Downplaying the rituals to visitors, the couple does say they take them seriously, "because it's a giving back to the earth." And the breadth of the biodynamics program, including its emphasis on the earth's rhythms, the say, have drawn a line in the sand against loose terms like "sustainable."
Yet promoters of sustainable viticulture place themselves in the company of organic and biodynamic vineyards. According to the decade-old organization Low Input Viticulture and Enology Inc. (LIVE), 23 percent of Oregon's vineyard acreage is certified as sustainable, organic or biodynamic. LIVE also partners with Salmon-Safe, a Portland group that leads the state in certified vineyards — 125 — says director Dan Kent.
"I see these programs as entirely complementary," he says.
Salmon-Safe, which works to ensure watershed health, has seen exponential growth in certification over the past 12 years, Kent says. He does acknowledge, however, that vineyards have a relatively low environmental impact compared with other types of farming. The wine industry was a starting point for environmental responsibility, he says. "Wine has really been our flagship ... product."
Salmon-Safe, perhaps more than any other certifying agency, Kent says, has battled confusion over its label, including the erroneous notion that the wine goes well with salmon. Yet he encourages consumers to seek out bottles with multiple messages because all are important.
"They're looking for some sort of message about integrity, and certification provides that," Kent says.

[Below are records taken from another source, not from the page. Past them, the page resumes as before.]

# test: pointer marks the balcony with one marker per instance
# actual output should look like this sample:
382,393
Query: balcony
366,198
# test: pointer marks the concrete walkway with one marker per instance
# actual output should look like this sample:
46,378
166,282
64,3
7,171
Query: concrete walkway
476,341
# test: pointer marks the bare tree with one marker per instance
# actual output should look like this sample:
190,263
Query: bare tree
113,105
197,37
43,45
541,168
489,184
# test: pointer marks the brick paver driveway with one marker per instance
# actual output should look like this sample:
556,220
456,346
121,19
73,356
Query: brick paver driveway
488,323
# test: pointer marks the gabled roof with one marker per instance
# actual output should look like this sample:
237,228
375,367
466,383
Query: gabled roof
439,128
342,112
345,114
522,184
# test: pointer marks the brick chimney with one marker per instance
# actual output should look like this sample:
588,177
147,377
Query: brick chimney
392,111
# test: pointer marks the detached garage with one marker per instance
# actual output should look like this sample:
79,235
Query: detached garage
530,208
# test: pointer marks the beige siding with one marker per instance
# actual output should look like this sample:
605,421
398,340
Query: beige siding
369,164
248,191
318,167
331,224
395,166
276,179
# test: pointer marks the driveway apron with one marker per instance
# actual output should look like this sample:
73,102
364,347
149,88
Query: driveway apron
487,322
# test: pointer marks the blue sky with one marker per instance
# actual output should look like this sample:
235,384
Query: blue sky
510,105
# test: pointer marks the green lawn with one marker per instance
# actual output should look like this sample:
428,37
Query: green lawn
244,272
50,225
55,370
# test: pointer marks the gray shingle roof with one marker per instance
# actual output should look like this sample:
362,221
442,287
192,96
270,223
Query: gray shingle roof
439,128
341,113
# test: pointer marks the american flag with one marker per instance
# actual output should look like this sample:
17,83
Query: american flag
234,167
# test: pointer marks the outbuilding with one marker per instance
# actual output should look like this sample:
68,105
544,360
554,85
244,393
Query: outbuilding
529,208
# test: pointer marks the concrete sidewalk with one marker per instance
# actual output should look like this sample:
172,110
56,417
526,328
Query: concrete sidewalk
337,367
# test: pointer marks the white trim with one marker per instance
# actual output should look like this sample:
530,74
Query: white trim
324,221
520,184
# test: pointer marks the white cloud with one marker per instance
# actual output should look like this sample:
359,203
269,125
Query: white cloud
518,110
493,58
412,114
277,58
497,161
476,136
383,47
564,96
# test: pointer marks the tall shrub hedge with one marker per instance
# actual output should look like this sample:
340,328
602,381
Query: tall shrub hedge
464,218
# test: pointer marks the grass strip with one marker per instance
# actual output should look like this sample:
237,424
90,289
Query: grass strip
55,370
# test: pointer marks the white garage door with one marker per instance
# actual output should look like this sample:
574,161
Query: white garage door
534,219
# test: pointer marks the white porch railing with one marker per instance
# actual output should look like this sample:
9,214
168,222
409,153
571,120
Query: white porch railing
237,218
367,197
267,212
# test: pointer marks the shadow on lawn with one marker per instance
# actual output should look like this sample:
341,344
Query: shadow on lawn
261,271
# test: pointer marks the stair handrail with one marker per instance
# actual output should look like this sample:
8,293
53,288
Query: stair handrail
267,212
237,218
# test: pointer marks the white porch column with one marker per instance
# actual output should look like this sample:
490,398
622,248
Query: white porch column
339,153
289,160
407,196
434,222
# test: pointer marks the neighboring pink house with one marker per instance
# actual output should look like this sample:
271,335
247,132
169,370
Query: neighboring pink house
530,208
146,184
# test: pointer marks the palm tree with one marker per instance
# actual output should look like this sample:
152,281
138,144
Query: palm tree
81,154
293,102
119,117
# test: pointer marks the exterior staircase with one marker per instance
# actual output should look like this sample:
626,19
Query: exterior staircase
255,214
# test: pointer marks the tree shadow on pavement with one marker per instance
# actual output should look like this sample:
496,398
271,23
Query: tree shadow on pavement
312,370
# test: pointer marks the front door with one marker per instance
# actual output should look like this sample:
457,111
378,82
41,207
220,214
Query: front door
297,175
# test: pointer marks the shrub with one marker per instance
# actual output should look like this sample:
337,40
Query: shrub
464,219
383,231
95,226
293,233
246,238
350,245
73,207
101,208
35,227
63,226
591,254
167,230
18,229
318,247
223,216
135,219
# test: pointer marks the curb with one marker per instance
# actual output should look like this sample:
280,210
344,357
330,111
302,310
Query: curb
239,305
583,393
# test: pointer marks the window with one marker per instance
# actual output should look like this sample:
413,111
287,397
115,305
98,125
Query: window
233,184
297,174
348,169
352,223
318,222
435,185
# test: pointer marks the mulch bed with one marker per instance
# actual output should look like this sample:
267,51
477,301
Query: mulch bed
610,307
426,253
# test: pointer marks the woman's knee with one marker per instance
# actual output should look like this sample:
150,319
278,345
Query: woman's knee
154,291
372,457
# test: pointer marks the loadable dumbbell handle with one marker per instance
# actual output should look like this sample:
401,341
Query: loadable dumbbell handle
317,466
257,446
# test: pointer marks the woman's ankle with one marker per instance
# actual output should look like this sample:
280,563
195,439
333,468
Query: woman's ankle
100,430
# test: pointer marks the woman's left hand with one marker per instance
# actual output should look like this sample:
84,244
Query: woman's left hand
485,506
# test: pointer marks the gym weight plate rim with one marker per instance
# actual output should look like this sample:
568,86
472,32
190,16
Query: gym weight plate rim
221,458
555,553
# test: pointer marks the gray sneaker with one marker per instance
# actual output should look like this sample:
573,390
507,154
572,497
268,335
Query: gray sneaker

But the "green" debate has already started to shift away from organic, biodynamic and other labels to locally produced goods, experts say. And as concerns over global warming increase, eating and drinking closer to home stands to supplant other eco-friendly designations, says Annie Hoy, outreach and owner services manager for Ashland Food Co-op.
"There is a lot of dialogue going on about local versus organic," Hoy says.
Although the Co-op this month gained certification under Oregon Tilth as the country's first organic retailer, Hoy says grocers wrestle every week with whether to stock organic or local if they can't have both.
In the Co-op's wine aisle, local reins supreme, Hoy says. The wine industry may lack a critical mass of organic or biodynamic wines, but such products will continue to have a strong appeal in coming years, she says.
Fullmer predicts that a new host of eco-certifications will join organic, biodynamic and others while consumers ponder how their purchasing power affects the planet's health. At the same time, preserving local economies and ecologies, Hoy says, will be another item on shoppers' check-list of values.
"You can look at it a million different ways," Hoy says. "It's not so cut and dry anymore."